# How is the slide marked on the new M9's?



## DNS (Oct 22, 2009)

Was at show and looked at a new, from a dealer M9. The frame is markes M9 but the slide is marked 92fs. Is this the way the new M9 should be markes? Thanks


----------



## Ric70506 (Aug 27, 2011)

That is a problem with buying guns from a "dealer" at a gun show. Not sure why someone would want to put a 92FS frame on a M9 slide, but I am fairly certain that it did not happen at the factory. Look at the thread that is posted just below yours to see a picture of the right side of an M9. If you want to see some more M9 pictures, go to GunBroker or the "other" Beretta Forum.


----------



## Gunners_Mate (Feb 17, 2010)

despite having a ton of them I never really paid attention to the marks on the m9 in my armory. what I see in your other thread seems about right, the markings look out of place, but I can't confirm with a side by side comparison atm. only marking I remember off the top of my head is left side serial number 1337147,  my personal issue m9


----------



## VAMarine (Dec 25, 2008)

If I'm not mistaken, Beretta did use some 92FS slides etc. on M9s to keep up with production demands...


----------



## DanP_from_AZ (May 8, 2009)

DNS said:


> Was at show and looked at a new, from a dealer M9. The frame is markes M9 but the slide is marked 92fs. Is this the way the new M9 should be markes? Thanks


Paging Shipwreck, PAGING *SHIPWRECK *! ! !

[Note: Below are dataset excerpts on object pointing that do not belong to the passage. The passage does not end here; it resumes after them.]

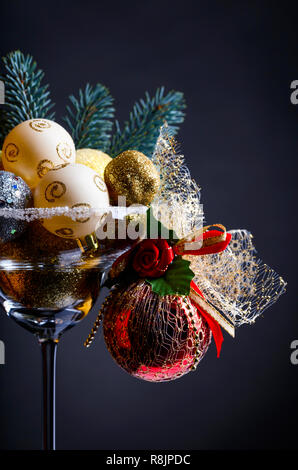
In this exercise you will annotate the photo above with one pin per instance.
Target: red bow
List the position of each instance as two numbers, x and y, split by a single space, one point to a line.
205 242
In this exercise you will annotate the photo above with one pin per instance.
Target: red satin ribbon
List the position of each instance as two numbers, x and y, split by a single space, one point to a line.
213 325
208 247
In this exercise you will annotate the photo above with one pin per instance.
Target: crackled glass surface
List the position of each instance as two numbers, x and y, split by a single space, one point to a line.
47 283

Another cleanup needed at the junction of Aisle 92 and Aisle M9 ! :smt1099


----------



## berettatoter (Sep 1, 2011)

Well, my 92FS does not say M9 on it anywhere. Hmmm... In fact, my Model 84F does not say 85 "Cheetah" like my 85 does. Hmmm... Maybe I got ripped off. Maybe Beretta put some mix-n-match parts on their pistols from the factory, but I would not trust it. JMHO.


----------